European Union foreign policy chief Josep Borrell calls what’s happening in Mariupol a “war crime.” Russia has offered to create a humanitarian corridor for civilians to escape in exchange for the city’s surrender, but that was immediately rejected by the Zelenskyy government.
So Mariupol’s agony will continue.
A long line of vehicles lined a road in Bezimenne, Ukraine, as Mariupol residents sought shelter at a temporary camp set up by the rebel Donetsk government. An estimated 5,000 people from Mariupol have taken refuge in the camp. Many arrived in cars with signs that said “children” in Russian.
A woman who gave her name as Yulia said she and her family sought shelter in Bezimenne after a bombing destroyed six houses behind her home.
“That’s why we got in the car, at our own risk, and left in 15 minutes because everything is destroyed there, dead bodies are lying around,” she said. “They don’t let us pass through everywhere — there are shootings.”
There is also concern about the fate of hundreds of citizens who took shelter in an art school and a theater. Both buildings were targeted by missiles and artillery. With the city under constant bombardment, it’s impossible to organize rescue efforts to dig the victims out of the rubble.
Is Mariupol close to being captured? No one can say with any certainty.
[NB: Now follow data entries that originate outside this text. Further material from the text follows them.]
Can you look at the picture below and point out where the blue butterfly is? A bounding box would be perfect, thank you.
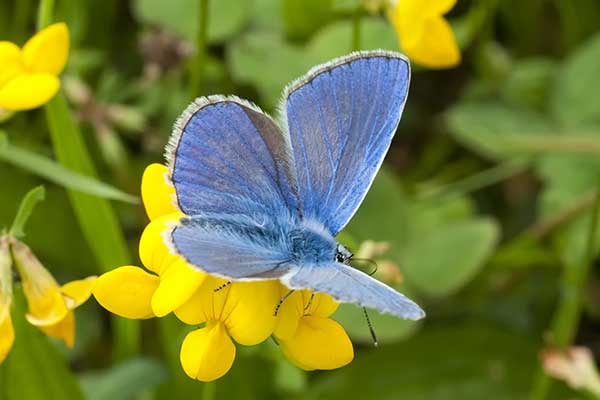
[166,50,425,319]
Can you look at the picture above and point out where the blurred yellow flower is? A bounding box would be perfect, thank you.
[93,164,354,382]
[0,23,69,111]
[274,285,354,371]
[0,235,96,362]
[387,0,461,68]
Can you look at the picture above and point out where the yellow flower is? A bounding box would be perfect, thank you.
[0,23,69,111]
[387,0,460,68]
[175,276,279,382]
[0,236,15,363]
[93,164,206,319]
[11,239,96,347]
[274,285,354,371]
[0,235,96,363]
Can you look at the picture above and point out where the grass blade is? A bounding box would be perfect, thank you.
[45,94,139,359]
[0,132,139,204]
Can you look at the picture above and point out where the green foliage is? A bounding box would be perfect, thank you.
[303,324,536,400]
[80,358,167,400]
[0,133,139,203]
[132,0,252,42]
[401,219,499,297]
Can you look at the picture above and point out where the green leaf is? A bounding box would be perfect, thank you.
[302,323,538,400]
[551,34,600,129]
[81,358,167,400]
[400,219,498,297]
[133,0,250,43]
[346,168,410,261]
[228,18,398,110]
[501,57,557,110]
[9,186,46,238]
[282,0,334,39]
[0,289,84,400]
[0,132,139,203]
[447,101,576,160]
[44,94,139,358]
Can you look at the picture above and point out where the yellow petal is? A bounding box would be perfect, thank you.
[303,291,340,317]
[224,281,281,346]
[61,276,97,310]
[0,308,15,364]
[23,22,69,76]
[180,321,235,382]
[142,164,179,220]
[280,316,354,370]
[39,311,75,347]
[0,73,60,111]
[0,42,23,87]
[12,240,69,326]
[273,285,302,341]
[139,212,183,275]
[0,236,13,320]
[401,17,461,68]
[274,285,339,340]
[175,275,231,325]
[152,259,206,317]
[92,266,160,319]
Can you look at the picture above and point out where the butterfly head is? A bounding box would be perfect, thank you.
[335,243,353,265]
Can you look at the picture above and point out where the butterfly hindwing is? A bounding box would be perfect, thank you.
[171,214,290,280]
[281,50,410,234]
[284,263,425,320]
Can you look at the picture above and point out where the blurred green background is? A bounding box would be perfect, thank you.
[0,0,600,400]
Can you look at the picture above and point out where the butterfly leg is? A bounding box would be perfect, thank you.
[273,289,294,317]
[304,292,315,312]
[214,281,233,292]
[362,307,379,347]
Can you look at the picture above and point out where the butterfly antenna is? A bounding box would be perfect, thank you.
[352,258,379,276]
[214,281,233,292]
[273,290,294,317]
[363,307,379,347]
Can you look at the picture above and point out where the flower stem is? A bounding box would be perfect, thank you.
[352,6,362,51]
[202,381,217,400]
[190,0,208,97]
[530,182,600,400]
[37,0,54,31]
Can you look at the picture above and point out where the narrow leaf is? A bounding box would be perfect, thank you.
[9,186,46,237]
[81,358,167,400]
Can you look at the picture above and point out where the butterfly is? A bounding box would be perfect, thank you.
[165,50,425,320]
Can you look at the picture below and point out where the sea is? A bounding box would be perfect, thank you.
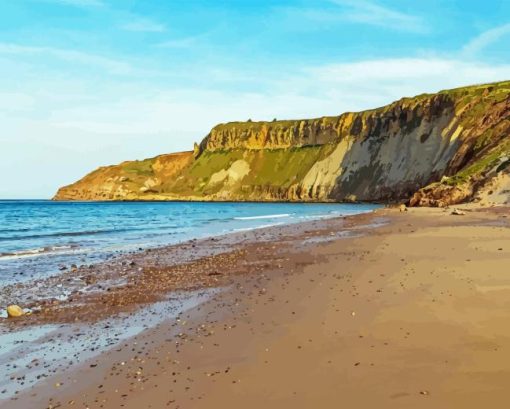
[0,200,377,287]
[0,200,378,396]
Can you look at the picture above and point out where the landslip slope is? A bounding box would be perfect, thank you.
[54,81,510,206]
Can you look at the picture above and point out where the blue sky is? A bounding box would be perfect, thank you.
[0,0,510,198]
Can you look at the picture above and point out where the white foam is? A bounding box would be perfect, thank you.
[234,213,290,220]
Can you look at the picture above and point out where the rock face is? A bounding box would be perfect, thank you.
[55,82,510,206]
[7,305,25,318]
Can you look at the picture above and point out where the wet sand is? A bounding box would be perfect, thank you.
[0,208,510,409]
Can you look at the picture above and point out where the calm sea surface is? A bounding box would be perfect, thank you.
[0,200,377,284]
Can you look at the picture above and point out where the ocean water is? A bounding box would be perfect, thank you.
[0,200,377,286]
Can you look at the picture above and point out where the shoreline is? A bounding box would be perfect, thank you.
[0,208,508,408]
[0,209,380,329]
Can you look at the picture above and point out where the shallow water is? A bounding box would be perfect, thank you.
[0,201,378,286]
[0,289,220,400]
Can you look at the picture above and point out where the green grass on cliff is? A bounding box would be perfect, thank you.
[157,145,335,195]
[120,158,154,176]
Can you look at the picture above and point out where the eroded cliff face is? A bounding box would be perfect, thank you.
[55,82,510,206]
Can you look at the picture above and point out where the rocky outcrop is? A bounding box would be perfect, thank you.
[55,82,510,206]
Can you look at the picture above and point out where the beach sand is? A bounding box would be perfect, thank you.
[0,208,510,409]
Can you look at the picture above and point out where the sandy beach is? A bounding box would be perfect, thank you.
[0,207,510,409]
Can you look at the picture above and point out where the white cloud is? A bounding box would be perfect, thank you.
[462,23,510,56]
[39,0,106,7]
[0,43,133,74]
[156,36,202,48]
[0,50,510,196]
[330,0,427,32]
[282,0,429,33]
[120,19,166,33]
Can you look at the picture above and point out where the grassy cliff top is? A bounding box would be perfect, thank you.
[213,81,510,131]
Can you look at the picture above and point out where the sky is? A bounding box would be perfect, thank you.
[0,0,510,199]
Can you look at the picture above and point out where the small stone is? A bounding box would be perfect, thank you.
[7,305,25,318]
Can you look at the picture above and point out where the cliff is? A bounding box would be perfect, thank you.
[55,82,510,206]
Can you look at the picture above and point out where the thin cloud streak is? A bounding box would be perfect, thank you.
[120,19,166,33]
[0,43,133,74]
[330,0,428,32]
[38,0,106,7]
[462,23,510,56]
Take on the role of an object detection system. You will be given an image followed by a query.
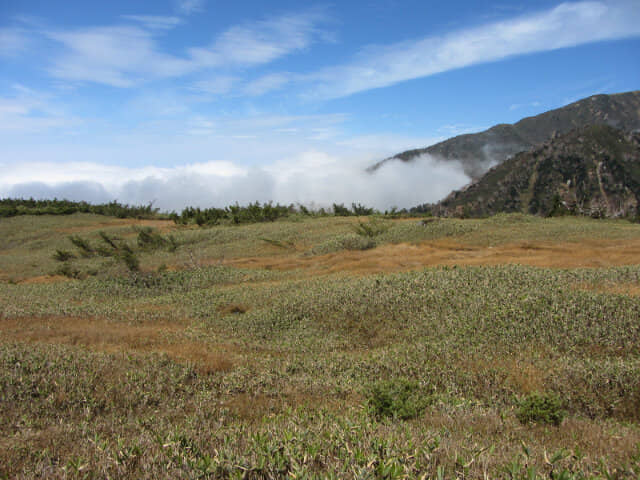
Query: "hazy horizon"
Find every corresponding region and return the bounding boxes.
[0,0,640,210]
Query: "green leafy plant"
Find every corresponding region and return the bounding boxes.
[354,217,389,238]
[516,393,566,426]
[53,250,76,262]
[367,379,432,420]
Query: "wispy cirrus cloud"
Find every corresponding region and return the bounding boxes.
[304,0,640,99]
[47,26,196,87]
[122,15,183,30]
[0,84,80,135]
[45,11,326,90]
[244,73,292,97]
[176,0,204,15]
[189,12,324,67]
[0,27,30,57]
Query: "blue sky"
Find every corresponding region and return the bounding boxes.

What can be said is that Russia is exacting a terrible cost for the Ukrainian citizens who remain.
That includes Russia taking thousands of residents from Mariupol to the interior of Russia.
“Over the past week, several thousand Mariupol residents have been taken to Russian territory,” the city said in a statement. “The occupiers illegally took people from the Livoberezhny district and from the shelter in the sports club building, where more than a thousand people (mostly women and children) were hiding from the constant bombing.”
Captured Mariupol residents were taken to camps where Russian forces checked their phones and documents, then redirected some of the residents to remote cities in Russia, the statement said, adding that the “fate of the others is unknown.”
“What the occupiers are doing today is familiar to the older generation, who saw the horrific events of World War II, when the Nazis forcibly captured people,” Mariupol Mayor Vadym Boichenko said in the statement. “It is hard to imagine that in the 21st century people can be forcibly taken to another country.”
If Russia can take Mariupol, they can create a land bridge connecting the eastern region of Donbas with the Crimea peninsula, both of which have been under Russian control since 2014. But what would the Russians “win” if they were successful? A near ghost town of desperately hungry — and enraged — Ukrainians.